The computer system 700 may also include a communications interface 724. The communications interface 724 may be configured to allow software and data to be transferred between the computer system 700 and external devices. Exemplary communications interfaces 724 may include a modem, a network interface (e.g., an Ethernet card), a communications port, a PCMCIA slot and card, etc. Software and data transferred via the communications interface 724 may be in the form of signals, which may be electronic, electromagnetic, optical, or other signals as will be apparent to persons having skill in the relevant art. The signals may travel via a communications path 726, which may be configured to carry the signals and may be implemented using wire, cable, fiber optics, a phone line, a cellular phone link, a radio frequency link, etc.
The computer system 700 may further include a display interface 702. The display interface 702 may be configured to allow data to be transferred between the computer system 700 and external display 730. Exemplary display interfaces 702 may include high-definition multimedia interface (HDMI), digital visual interface (DVI), video graphics array (VGA), etc. The display 730 may be any suitable type of display for displaying data transmitted via the display interface 702 of the computer system 700, including a cathode ray tube (CRT) display, liquid crystal display (LCD), light-emitting diode (LED) display, capacitive touch display, thin-film transistor (TFT) display, etc.
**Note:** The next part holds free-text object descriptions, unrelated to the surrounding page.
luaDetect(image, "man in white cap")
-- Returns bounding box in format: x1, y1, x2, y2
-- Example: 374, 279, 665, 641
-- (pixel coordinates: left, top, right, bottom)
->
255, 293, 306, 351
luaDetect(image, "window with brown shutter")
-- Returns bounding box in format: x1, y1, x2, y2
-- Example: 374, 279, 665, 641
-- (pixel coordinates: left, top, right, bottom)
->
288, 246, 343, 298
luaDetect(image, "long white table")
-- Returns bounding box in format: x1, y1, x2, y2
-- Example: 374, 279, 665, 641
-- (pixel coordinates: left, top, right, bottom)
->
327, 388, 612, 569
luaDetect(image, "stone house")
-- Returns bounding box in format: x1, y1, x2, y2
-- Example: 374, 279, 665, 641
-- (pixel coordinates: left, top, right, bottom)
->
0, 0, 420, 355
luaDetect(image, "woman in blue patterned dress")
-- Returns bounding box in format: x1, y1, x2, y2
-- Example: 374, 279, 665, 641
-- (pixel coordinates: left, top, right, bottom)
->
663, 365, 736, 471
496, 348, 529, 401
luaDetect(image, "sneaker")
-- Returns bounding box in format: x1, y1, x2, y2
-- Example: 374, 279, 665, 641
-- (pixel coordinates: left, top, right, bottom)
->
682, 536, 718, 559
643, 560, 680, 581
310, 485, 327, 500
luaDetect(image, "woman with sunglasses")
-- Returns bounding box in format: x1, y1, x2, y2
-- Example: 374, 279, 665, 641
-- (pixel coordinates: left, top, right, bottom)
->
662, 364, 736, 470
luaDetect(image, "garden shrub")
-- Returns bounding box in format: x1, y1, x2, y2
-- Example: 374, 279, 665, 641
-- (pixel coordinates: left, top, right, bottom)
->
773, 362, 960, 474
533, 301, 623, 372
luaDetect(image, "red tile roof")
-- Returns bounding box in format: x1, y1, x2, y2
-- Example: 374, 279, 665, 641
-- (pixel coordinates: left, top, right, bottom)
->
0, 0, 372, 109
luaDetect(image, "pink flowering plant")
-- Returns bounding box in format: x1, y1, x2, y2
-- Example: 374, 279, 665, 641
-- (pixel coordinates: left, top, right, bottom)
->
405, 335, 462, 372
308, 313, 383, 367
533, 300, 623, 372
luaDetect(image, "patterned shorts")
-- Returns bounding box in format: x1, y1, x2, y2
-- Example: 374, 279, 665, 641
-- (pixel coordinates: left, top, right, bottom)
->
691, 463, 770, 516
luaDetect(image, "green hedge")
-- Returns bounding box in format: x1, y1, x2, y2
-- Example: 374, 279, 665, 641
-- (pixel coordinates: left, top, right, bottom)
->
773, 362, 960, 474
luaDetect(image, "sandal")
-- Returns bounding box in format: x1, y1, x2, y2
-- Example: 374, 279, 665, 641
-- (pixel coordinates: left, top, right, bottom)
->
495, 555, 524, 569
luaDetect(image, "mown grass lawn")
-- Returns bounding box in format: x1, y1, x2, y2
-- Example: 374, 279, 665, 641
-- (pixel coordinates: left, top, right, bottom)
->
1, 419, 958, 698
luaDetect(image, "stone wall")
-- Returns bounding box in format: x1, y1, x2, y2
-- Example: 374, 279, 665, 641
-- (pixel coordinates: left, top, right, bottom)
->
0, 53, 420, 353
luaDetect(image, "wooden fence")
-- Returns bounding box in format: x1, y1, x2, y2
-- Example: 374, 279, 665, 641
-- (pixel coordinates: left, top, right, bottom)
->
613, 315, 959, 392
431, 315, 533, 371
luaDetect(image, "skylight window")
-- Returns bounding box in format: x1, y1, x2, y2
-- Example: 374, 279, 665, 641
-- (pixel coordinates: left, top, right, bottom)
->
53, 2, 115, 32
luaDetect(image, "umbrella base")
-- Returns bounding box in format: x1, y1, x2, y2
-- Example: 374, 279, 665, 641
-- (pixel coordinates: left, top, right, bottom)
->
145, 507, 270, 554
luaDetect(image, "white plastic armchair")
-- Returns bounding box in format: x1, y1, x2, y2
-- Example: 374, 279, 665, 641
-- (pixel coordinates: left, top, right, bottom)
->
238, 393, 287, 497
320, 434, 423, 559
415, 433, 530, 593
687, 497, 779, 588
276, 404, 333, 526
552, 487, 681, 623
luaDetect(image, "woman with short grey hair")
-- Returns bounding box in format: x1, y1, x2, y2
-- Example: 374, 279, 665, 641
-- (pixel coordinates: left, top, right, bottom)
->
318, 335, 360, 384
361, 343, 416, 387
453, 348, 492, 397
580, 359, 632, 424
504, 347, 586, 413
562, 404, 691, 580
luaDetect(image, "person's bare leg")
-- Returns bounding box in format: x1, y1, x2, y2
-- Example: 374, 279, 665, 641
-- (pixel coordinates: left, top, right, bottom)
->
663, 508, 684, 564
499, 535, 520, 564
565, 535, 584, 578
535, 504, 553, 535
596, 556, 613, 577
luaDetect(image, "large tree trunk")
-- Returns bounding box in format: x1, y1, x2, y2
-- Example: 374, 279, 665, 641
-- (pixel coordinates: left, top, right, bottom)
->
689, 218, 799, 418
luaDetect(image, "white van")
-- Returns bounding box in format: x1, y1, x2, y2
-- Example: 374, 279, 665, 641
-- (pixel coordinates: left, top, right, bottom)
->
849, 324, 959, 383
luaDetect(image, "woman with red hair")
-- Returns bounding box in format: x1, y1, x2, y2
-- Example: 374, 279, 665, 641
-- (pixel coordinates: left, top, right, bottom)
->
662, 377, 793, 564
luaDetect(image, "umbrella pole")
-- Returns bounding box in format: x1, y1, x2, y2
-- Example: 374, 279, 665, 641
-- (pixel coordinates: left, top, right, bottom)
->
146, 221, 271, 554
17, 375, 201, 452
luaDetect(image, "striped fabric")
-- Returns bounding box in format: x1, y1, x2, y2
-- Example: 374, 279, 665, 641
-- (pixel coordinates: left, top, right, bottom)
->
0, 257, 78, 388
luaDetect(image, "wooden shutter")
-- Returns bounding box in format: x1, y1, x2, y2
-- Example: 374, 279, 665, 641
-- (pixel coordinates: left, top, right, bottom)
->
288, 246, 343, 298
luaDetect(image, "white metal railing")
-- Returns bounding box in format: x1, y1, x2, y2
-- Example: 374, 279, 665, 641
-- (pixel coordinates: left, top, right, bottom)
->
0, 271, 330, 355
Computer program medium and computer usable medium may refer to memories, such as the main memory 708 and secondary memory 710, which may be memory semiconductors (e.g., DRAMs, etc.). These computer program products may be means for providing software to the computer system 700. Computer programs (e.g., computer control logic) may be stored in the main memory 708 and/or the secondary memory 710. Computer programs may also be received via the communications interface 724. Such computer programs, when executed, may enable computer system 700 to implement the present methods as discussed herein. In particular, the computer programs, when executed, may enable processor device 704 to implement the methods illustrated by
Techniques consistent with the present disclosure provide, among other features, systems and methods for identifying relationships between time series variables. While various exemplary embodiments of the disclosed system and method have been described above it should be understood that they have been presented for purposes of example only, not limitations. It is not exhaustive and does not limit the disclosure to the precise form disclosed. Modifications and variations are possible in light of the above teachings or may be acquired from practicing of the disclosure, without departing from the breadth or scope.